September 12th isn't a simulation, not in any serious sense. It doesn't really look at tactical problems; it asserts that they are intractable. It doesn't really examine the political or ethical issues; it lets the wailing of women pass as judgment.
These issues are important, and the answers are less apparent than September 12 wants to make them. In 1943 the U.S. intentionally assassinated Admiral Isoroku Yamamoto. Radio intercepts had uncovered information about his travel plans, and Roosevelt specifically authorized a mission to shoot down his plane. It can be argued that this was murder, not war -- and indeed this objection was weighed very carefully in the Oval Office. On the other hand, many believed -- and might have been right in believing -- that Yamamoto could have led Japan to inflict, and to suffer, far greater casualties in the remaining years of combat, fighting a war that Japan had already lost. Yamamoto's murder, if murder it was, may have avoided many thousands of deaths that would, in the end, not have changed the outcome a whit.
I was a conscientious objector during the War in Vietnam. When soldiers who embraced or acquiesced in that war came home, we called them baby killers. This was ungenerous and unkind, but -- and this is too rarely remembered today -- it was true and it needed to be said. My politics, in short, may well be close to Frasca's -- and, after all, I'm the guy who keeps complaining that games fail to address serious questions.

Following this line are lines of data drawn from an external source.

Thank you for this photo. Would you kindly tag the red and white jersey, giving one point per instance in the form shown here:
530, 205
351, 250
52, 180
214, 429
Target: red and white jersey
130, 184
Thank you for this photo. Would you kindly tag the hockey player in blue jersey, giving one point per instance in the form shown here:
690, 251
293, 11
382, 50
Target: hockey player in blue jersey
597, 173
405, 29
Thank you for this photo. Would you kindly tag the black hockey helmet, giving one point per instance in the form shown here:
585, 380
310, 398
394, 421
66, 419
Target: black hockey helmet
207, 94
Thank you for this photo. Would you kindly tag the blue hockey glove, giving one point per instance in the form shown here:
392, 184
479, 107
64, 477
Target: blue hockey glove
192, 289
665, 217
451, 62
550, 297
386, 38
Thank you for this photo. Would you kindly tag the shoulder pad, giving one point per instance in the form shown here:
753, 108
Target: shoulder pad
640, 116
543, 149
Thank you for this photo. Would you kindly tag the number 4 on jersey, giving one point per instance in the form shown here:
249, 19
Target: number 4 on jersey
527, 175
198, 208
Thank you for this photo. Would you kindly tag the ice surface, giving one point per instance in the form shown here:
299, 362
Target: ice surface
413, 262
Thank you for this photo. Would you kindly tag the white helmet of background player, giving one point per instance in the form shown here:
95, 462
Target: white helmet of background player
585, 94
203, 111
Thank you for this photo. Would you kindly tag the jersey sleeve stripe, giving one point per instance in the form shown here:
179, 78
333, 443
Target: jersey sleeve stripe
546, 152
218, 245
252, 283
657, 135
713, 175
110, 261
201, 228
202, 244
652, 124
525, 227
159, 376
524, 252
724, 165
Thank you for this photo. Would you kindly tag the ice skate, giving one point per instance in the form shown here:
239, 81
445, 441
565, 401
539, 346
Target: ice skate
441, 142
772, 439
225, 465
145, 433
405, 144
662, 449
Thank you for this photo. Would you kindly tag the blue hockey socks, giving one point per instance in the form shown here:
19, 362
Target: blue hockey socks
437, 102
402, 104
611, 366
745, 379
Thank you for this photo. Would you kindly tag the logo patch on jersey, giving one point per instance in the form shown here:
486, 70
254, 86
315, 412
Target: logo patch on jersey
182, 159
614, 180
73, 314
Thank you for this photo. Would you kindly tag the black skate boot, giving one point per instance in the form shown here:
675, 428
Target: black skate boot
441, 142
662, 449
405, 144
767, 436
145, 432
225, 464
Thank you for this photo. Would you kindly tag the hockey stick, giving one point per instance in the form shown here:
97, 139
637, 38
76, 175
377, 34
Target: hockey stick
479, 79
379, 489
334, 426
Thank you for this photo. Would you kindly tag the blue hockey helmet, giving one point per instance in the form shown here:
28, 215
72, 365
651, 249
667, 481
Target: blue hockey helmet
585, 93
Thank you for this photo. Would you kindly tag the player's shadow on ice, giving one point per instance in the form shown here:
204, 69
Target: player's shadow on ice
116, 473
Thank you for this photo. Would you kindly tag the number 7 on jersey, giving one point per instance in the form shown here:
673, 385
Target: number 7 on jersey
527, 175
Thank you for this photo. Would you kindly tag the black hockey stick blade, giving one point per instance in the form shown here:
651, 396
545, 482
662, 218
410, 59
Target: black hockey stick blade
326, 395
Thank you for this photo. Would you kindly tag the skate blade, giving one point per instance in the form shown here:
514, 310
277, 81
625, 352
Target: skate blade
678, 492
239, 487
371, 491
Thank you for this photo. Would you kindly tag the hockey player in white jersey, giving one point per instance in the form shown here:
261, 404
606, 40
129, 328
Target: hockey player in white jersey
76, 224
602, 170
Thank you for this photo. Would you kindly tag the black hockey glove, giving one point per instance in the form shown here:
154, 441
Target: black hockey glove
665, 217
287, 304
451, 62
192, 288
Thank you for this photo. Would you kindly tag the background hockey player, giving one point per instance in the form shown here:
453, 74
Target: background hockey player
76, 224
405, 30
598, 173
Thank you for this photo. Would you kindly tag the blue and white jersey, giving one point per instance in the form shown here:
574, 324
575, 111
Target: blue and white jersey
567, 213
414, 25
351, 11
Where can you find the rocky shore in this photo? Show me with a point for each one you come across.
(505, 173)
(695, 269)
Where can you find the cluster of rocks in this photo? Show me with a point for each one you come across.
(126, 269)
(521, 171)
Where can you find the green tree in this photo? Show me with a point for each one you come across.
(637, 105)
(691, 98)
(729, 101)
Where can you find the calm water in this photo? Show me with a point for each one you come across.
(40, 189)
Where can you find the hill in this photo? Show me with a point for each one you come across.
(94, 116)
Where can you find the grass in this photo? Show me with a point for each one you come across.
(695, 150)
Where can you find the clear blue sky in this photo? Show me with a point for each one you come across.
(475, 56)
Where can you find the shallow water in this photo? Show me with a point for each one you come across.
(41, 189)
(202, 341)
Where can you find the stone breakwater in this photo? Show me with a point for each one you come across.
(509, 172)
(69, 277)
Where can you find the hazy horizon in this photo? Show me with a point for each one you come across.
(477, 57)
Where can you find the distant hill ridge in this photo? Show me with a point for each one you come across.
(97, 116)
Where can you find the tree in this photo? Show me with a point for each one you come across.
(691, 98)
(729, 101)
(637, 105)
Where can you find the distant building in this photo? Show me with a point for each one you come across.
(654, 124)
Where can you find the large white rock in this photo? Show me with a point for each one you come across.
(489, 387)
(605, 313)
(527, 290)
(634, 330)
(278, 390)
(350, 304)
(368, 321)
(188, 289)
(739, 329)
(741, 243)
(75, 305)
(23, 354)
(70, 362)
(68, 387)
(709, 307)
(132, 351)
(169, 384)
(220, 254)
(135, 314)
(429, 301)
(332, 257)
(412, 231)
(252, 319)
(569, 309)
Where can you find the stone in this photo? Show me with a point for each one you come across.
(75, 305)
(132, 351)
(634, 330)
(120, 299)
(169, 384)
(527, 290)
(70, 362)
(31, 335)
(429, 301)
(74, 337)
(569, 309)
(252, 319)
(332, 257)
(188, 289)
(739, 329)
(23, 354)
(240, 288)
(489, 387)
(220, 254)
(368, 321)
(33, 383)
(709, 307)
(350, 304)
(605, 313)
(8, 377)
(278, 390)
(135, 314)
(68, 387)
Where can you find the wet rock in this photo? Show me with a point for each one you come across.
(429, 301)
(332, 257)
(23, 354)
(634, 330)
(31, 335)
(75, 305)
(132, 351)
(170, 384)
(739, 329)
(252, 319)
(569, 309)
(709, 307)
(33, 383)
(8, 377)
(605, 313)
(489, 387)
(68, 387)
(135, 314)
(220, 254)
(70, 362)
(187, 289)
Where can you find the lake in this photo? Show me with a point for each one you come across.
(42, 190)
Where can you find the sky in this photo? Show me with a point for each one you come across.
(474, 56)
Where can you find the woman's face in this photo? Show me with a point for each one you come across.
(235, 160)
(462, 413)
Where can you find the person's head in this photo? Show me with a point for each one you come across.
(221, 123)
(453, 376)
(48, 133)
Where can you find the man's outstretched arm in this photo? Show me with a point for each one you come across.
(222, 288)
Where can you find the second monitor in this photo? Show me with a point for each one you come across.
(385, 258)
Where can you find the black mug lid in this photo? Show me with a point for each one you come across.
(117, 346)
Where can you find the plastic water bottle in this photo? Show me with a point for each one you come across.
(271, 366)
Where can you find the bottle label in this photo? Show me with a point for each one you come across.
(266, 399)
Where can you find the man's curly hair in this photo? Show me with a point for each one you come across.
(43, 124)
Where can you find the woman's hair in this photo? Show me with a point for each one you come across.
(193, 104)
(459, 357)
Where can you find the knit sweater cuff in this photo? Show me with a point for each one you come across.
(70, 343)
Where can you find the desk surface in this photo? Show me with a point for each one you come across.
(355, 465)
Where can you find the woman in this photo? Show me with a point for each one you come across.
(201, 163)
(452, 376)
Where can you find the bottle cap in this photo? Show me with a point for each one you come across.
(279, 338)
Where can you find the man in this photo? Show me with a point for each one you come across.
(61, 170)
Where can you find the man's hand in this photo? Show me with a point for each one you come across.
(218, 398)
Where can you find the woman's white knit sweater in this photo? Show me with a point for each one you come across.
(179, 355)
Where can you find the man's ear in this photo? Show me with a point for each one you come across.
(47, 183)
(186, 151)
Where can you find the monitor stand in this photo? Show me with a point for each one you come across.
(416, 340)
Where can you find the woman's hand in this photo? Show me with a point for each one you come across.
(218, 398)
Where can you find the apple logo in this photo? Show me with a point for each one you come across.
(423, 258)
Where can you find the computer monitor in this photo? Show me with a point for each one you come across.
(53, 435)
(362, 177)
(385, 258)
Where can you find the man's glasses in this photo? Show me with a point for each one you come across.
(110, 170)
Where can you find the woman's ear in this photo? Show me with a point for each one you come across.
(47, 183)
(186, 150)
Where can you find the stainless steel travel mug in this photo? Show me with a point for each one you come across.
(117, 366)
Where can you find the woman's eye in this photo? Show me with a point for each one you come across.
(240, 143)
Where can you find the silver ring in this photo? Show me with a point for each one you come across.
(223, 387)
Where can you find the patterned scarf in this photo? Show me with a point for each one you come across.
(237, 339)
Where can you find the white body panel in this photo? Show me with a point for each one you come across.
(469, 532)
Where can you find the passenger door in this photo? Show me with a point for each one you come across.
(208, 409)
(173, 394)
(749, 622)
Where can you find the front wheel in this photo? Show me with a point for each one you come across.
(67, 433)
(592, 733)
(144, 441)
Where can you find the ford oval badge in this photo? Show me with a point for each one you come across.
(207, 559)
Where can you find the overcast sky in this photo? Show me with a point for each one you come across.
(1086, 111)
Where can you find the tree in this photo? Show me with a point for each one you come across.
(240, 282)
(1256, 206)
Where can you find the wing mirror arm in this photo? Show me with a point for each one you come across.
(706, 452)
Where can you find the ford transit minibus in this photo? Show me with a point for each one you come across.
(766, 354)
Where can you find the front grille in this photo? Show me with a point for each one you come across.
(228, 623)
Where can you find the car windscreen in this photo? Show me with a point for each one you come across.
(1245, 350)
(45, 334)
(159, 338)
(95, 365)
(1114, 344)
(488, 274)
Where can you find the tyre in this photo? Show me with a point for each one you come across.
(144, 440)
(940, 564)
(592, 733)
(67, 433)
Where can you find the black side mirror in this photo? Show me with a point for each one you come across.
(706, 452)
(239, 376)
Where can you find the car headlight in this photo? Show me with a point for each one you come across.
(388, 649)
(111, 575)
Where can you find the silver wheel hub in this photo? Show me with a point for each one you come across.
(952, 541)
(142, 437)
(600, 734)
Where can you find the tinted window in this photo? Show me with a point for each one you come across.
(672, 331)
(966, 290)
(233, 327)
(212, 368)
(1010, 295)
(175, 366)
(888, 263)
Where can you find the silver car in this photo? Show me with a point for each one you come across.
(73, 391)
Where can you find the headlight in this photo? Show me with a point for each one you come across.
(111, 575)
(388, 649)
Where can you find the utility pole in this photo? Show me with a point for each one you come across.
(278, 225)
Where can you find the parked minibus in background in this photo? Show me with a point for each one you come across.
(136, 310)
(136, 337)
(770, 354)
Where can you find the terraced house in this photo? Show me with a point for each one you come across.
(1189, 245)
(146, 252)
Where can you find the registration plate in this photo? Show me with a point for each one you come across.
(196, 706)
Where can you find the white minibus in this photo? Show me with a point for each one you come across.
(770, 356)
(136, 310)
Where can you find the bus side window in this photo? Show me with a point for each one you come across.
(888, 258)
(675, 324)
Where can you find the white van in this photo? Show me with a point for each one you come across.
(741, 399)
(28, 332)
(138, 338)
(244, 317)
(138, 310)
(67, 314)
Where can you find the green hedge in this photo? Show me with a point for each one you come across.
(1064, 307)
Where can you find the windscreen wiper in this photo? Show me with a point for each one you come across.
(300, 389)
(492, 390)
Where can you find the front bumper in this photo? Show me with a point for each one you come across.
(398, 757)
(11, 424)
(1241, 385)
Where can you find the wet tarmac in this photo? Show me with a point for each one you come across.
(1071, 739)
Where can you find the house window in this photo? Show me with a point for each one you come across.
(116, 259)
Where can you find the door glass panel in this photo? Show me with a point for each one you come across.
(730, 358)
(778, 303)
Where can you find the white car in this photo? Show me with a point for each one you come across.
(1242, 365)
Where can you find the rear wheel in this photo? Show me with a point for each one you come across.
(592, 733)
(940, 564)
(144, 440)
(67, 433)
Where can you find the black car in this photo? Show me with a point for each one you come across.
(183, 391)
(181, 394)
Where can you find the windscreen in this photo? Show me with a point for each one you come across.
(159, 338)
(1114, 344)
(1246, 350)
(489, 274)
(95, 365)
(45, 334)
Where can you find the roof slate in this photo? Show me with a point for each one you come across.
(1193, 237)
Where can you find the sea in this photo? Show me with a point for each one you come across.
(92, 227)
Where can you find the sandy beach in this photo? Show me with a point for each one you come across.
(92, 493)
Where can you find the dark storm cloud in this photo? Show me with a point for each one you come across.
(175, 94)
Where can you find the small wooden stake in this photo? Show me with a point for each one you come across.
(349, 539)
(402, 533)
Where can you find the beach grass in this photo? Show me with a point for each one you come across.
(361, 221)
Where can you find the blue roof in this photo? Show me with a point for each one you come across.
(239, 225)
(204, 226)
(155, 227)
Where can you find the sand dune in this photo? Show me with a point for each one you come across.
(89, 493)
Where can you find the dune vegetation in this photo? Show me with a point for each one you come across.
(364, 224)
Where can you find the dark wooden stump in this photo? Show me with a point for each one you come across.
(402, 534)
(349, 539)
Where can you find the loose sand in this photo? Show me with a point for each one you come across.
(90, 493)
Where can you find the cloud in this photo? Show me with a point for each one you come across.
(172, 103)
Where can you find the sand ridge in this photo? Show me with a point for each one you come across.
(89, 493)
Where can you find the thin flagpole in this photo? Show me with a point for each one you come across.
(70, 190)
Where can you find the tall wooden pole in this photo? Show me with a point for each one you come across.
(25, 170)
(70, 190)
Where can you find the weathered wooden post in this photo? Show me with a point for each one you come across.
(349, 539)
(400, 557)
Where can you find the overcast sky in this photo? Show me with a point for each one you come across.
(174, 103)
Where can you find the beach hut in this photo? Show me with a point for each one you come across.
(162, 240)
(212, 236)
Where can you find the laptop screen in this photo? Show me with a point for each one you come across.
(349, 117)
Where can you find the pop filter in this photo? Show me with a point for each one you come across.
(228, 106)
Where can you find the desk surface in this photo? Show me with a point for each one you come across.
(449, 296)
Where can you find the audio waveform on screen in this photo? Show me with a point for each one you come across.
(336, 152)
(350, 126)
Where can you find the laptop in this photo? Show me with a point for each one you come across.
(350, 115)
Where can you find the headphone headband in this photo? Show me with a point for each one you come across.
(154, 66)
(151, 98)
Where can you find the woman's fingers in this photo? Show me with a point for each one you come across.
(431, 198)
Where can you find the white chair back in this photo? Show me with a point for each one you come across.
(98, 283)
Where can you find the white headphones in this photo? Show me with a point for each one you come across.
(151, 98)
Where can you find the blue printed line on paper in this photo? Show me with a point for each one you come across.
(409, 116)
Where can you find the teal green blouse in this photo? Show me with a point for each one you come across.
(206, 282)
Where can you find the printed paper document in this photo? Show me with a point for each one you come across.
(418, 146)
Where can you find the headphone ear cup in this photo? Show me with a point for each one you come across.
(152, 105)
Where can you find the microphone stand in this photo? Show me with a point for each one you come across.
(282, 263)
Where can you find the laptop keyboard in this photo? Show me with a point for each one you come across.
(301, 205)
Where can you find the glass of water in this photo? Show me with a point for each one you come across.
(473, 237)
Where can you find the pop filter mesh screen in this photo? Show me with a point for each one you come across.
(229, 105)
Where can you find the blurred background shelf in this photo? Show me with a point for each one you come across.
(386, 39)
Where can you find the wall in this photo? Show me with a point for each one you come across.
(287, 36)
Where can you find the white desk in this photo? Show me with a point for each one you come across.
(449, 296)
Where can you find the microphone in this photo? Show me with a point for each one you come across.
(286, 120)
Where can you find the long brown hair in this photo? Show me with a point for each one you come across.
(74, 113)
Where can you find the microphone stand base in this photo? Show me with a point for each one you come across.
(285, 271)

I'm not unsympathetic to either the artistic or the political agenda.
But the kind of statement that September 12 makes can be made with very similar force in purely visual media, in Guernica, say, or in poster art -- and without implicitly (though, I suppose, necessarily) reducing the Arab Street to a small set of automata. Indeed, that's one thing the visual plane does better: it tends to affirm the individuality of each figure, their essential humanity contained within their differences. Interaction and algorithm should give us opportunities for depth and nuance, and for exploring complexity, that the visual plane can't describe.